[appellante], wonende te [woonplaats], appellante,
het College van burgemeester en wethouders van de gemeente Amsterdam, gedaagde.
I. ONTSTAAN EN LOOP VAN HET GEDING
Appellante heeft hoger beroep ingesteld tegen de uitspraak van de rechtbank Amsterdam van 29 maart 2002, reg.nr. 01/2942 WVG, waarnaar hierbij wordt verwezen. Namens appellante heeft mr. drs. C.A.R.J. Jacobs, advocaat te Amsterdam, bij een aanvullend beroepschrift de gronden van het hoger beroep aangevoerd.
Gedaagde heeft een verweerschrift ingediend en desgevraagd nadere stukken ingezonden.
Het geding is behandeld ter zitting van 12 november 2003, waar appellante in persoon is verschenen, bijgestaan door mr. Jacobs, en waar gedaagde zich heeft laten vertegenwoordigen door mr. M. van der Hijden, werkzaam bij de gemeente Amsterdam.

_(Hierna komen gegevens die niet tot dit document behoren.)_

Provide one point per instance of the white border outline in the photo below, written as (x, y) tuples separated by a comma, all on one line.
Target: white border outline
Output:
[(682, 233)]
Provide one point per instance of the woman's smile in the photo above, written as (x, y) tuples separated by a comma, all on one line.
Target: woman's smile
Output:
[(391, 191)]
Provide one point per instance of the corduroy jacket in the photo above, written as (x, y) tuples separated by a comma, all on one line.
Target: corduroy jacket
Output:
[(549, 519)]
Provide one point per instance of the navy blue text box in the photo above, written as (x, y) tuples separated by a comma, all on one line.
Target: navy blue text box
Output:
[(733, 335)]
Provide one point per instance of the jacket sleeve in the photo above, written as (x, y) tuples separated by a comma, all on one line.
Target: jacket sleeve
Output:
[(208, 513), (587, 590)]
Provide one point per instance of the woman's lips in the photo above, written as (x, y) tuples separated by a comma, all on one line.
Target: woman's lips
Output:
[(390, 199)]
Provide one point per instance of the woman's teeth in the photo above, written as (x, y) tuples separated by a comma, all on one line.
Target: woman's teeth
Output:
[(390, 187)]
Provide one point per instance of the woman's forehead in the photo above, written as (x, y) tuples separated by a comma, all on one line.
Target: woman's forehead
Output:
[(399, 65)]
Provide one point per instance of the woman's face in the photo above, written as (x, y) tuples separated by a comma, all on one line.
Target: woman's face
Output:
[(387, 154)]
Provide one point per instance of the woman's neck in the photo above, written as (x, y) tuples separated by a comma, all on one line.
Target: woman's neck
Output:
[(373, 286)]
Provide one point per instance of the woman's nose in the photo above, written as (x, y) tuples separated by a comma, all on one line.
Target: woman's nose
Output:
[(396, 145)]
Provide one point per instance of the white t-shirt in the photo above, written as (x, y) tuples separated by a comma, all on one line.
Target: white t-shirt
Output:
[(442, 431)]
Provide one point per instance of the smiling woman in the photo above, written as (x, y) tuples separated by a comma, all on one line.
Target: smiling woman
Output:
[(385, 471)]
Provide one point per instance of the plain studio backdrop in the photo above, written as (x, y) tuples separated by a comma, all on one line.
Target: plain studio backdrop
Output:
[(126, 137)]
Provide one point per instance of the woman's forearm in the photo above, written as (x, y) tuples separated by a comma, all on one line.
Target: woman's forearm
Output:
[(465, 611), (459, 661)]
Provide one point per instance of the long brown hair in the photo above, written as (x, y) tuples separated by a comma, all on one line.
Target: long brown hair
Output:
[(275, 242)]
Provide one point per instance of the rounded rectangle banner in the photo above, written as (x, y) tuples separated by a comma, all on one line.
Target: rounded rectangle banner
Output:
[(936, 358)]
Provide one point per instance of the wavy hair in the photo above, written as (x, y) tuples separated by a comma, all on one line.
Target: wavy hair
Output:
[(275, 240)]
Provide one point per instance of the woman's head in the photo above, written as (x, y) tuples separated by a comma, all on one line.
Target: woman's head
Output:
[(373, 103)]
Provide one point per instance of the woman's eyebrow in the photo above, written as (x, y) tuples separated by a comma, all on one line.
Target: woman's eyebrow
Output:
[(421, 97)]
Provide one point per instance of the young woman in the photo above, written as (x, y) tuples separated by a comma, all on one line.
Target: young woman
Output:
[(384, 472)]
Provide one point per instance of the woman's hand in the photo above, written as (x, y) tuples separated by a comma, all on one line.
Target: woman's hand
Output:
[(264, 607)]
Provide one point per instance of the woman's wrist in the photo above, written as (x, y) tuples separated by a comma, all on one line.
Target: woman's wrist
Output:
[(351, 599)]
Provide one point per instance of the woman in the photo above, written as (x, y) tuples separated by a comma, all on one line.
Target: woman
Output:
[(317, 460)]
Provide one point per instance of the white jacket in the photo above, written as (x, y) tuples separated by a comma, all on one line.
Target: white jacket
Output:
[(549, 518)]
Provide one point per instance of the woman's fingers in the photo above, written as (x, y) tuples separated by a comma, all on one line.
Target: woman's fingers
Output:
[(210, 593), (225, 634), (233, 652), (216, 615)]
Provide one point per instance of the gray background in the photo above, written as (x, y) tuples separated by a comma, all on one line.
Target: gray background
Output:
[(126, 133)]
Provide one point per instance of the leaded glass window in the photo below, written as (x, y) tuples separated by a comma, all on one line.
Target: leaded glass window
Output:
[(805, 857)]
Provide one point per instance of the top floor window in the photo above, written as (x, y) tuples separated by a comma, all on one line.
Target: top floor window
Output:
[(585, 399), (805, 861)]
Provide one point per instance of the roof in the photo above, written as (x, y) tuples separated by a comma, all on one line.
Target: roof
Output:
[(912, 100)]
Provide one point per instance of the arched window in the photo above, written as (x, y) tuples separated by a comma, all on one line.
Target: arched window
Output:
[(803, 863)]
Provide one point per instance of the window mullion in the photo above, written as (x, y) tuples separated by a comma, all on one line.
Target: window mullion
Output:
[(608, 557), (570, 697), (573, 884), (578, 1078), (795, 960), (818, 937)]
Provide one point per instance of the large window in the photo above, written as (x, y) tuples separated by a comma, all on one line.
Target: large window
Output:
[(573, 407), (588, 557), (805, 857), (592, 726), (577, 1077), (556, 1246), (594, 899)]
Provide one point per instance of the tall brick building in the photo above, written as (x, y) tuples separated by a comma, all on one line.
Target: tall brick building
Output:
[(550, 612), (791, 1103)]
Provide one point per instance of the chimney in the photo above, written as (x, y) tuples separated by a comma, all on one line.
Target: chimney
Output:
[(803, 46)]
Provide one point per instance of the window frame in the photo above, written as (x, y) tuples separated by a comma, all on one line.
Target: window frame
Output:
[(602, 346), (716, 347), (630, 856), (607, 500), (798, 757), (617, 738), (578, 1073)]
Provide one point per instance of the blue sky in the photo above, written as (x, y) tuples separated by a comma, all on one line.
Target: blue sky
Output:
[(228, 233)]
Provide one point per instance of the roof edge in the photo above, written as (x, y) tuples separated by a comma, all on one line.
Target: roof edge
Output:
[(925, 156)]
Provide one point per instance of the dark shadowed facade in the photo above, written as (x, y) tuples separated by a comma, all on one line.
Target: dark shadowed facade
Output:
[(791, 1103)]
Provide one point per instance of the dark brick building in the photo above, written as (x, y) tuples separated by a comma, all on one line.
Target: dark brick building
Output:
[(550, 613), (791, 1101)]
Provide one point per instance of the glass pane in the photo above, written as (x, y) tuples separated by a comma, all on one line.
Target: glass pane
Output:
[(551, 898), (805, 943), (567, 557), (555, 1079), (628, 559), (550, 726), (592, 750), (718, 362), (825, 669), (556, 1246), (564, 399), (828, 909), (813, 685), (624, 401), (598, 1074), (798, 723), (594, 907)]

Voor een overzicht van de feiten verwijst de Raad, mede gelet op de gedingstukken, naar de aangevallen uitspraak. Hij volstaat hier met het volgende.
Appellante, die gedeeltelijk rolstoelafhankelijk is, was woonachtig in een aangepaste woning. Nadat zij in de omgeving van haar woning was bedreigd, is appellante vanwege de daarop gevolgde gevoelens van onveiligheid verhuisd naar een andere woning. Vervolgens heeft appellante in het kader van de Wet voorzieningen gehandicapten (hierna: Wvg) en de Verordening voorzieningen gehandicapten gemeente Amsterdam bij gedaagde een woonvoorziening in de vorm van een tegemoetkoming in de verhuis- en inrichtingskosten (hierna: verhuiskostenvergoeding) aangevraagd.
Bij besluit van 13 december 1999 heeft gedaagde de aanvraag afgewezen, welke afwijzing bij besluit op bezwaar van 5 juli 2000 is gehandhaafd. Het daartegen ingestelde beroep is bij uitspraak van de rechtbank van 11 mei 2001 gegrond verklaard en het besluit van 5 juli 2000 is vernietigd, omdat - in strijd met artikel 3:2 van de Algemene wet bestuursrecht - niet was gebleken dat in het kader van de voorbereiding van de besluitvorming voldoende informatie was ingewonnen bij de behandelend artsen van appellante en evenmin op voldoende zorgvuldige wijze met de wel beschikbare informatie was omgegaan.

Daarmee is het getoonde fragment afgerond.